Soldier of fortune briefly ruled Perugia

Braccio da Montone is considered one of the greatest of all condottieri
Braccio da Montone is considered
one of the greatest of all condottieri
Military leader Braccio da Montone, who is considered one of the greatest of the Italian condottieri who fought in the 14th and 15th centuries, died on this day in 1424.

He had a lifelong rivalry with another condottiero, Muzio Attendolo Sforza, and during the first quarter of the 15th century all the major Italian cities either hired Braccio or Sforza to carry out their military action.

The rapid movements of Braccio’s troops became legendary and he founded a military school, which became known as ‘the Braccesca’. This had a major impact on Italian warfare. Braccio’s men employed tactics such as speed, shock and the rapid rotation of small units on the battlefield.

Braccio was born Andrea Fortebraccio into a wealthy family in Perugia in 1368. He began his military career as a page, but after his family were exiled from Perugia and they lost the castle of Montone, he entered the company of the condottiero Alberico da Barbiano, which was where he first encountered Muzio Attendolo Sforza.

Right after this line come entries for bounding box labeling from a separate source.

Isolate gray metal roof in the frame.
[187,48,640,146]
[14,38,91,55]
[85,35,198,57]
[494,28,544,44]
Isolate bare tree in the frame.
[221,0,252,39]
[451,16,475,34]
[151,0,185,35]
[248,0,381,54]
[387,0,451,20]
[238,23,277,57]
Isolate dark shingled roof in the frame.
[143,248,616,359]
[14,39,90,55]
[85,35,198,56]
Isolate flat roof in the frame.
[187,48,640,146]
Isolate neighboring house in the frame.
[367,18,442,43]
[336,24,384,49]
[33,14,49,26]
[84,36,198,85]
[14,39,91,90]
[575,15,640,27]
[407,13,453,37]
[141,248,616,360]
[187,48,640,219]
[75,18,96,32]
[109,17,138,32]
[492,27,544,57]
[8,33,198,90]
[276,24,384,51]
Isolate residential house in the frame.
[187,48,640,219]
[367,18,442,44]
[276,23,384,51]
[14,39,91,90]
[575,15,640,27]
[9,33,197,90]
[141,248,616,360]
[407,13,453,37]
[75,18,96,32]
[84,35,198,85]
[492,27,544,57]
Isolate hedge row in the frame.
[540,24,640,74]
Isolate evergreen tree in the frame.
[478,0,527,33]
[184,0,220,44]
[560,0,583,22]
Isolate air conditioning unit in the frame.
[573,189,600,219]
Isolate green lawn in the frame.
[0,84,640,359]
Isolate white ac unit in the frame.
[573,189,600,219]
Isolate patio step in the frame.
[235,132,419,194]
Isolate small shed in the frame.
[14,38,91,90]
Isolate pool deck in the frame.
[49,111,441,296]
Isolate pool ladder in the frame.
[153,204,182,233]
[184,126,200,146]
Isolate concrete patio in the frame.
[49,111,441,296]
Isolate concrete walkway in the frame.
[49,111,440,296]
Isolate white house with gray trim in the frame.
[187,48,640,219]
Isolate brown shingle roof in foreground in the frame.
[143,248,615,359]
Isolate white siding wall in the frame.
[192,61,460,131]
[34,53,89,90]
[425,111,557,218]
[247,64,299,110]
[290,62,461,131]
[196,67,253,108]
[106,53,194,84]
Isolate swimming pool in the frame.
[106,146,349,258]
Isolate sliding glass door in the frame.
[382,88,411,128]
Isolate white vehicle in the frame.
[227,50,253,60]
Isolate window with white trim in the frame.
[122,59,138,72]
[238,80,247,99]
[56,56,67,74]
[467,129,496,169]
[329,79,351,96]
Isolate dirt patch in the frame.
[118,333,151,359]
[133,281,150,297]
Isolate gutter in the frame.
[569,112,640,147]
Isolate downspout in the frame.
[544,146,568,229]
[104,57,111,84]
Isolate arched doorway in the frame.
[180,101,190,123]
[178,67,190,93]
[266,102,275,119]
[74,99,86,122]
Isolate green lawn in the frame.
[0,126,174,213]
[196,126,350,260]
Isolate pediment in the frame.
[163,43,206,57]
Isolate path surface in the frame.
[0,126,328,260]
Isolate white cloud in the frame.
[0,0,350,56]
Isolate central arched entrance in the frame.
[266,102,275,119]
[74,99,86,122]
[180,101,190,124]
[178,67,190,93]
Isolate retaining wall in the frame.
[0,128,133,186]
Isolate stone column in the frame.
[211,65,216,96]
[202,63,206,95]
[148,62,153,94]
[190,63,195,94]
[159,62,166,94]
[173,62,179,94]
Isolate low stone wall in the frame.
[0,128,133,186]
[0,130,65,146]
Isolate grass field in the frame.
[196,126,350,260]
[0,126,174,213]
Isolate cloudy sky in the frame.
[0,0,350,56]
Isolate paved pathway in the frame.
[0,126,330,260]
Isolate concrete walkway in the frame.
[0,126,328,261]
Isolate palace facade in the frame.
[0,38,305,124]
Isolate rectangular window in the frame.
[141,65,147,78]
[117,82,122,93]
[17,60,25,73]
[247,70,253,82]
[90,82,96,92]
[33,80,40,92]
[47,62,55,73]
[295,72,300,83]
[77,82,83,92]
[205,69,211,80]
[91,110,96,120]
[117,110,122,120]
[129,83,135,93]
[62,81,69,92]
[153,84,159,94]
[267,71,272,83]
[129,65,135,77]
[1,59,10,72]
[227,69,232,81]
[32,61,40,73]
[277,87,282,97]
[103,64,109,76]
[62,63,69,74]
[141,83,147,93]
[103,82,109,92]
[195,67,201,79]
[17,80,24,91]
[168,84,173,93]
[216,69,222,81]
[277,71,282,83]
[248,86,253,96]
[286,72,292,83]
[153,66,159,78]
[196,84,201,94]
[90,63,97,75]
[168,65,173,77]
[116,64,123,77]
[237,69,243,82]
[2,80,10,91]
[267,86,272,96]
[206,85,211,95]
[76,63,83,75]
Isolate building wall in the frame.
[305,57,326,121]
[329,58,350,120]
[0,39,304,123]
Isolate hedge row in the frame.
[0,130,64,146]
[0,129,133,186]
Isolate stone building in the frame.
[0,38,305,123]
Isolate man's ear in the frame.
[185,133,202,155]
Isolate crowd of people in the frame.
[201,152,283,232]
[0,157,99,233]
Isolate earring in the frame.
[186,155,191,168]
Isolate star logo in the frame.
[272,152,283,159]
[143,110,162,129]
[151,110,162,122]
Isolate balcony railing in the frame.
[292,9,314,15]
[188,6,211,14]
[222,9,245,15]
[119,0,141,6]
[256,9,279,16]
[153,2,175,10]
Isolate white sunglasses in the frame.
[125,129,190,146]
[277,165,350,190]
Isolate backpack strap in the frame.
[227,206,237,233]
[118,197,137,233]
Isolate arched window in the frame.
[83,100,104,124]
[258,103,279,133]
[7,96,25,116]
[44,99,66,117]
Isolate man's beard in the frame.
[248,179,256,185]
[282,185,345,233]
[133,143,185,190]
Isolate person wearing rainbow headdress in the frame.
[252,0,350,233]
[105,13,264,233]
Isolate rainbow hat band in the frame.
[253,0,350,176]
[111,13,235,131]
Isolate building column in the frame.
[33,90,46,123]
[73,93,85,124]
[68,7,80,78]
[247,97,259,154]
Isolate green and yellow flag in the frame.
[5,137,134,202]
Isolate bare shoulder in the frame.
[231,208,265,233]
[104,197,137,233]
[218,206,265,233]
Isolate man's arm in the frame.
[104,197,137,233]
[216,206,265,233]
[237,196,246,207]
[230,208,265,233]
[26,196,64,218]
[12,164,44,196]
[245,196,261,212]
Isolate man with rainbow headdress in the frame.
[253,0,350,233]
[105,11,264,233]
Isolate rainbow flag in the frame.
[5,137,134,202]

He fought for the Malatesta and Montefeltro families in Romagna and was injured during the siege of the castle of Fossombrone in 1391. In 1394 he was taken prisoner and held briefly in the Rocca of Umbertide, but he was released after a ransom was paid.

In 1398, Braccio was hired by Pope Boniface IX to fight in the war against Perugia. In 1406 he was fighting against Perugia again, along with other exiles who had joined his army and helped him ravage the Umbrian countryside. In 1407 the citizens of Rocca Contrada gave him the seigniory of the town in exchange for his support against the marquess of Fermo.

Braccio da Montone's great rival,  Muzio Attendolo Sforza
Braccio da Montone's great rival, 
Muzio Attendolo Sforza
The Antipope John XXIII assigned Braccio the fiefdom of Montone and the governorship of Bologna. He invaded and conquered most of Umbria with his sights set on the town of his birth, Perugia. At the battle of Sant’Egidio in 1416, his troops were victorious and Perugia was finally forced to open its gates to Braccio da Montone. Other Umbrian states then named him as their lord.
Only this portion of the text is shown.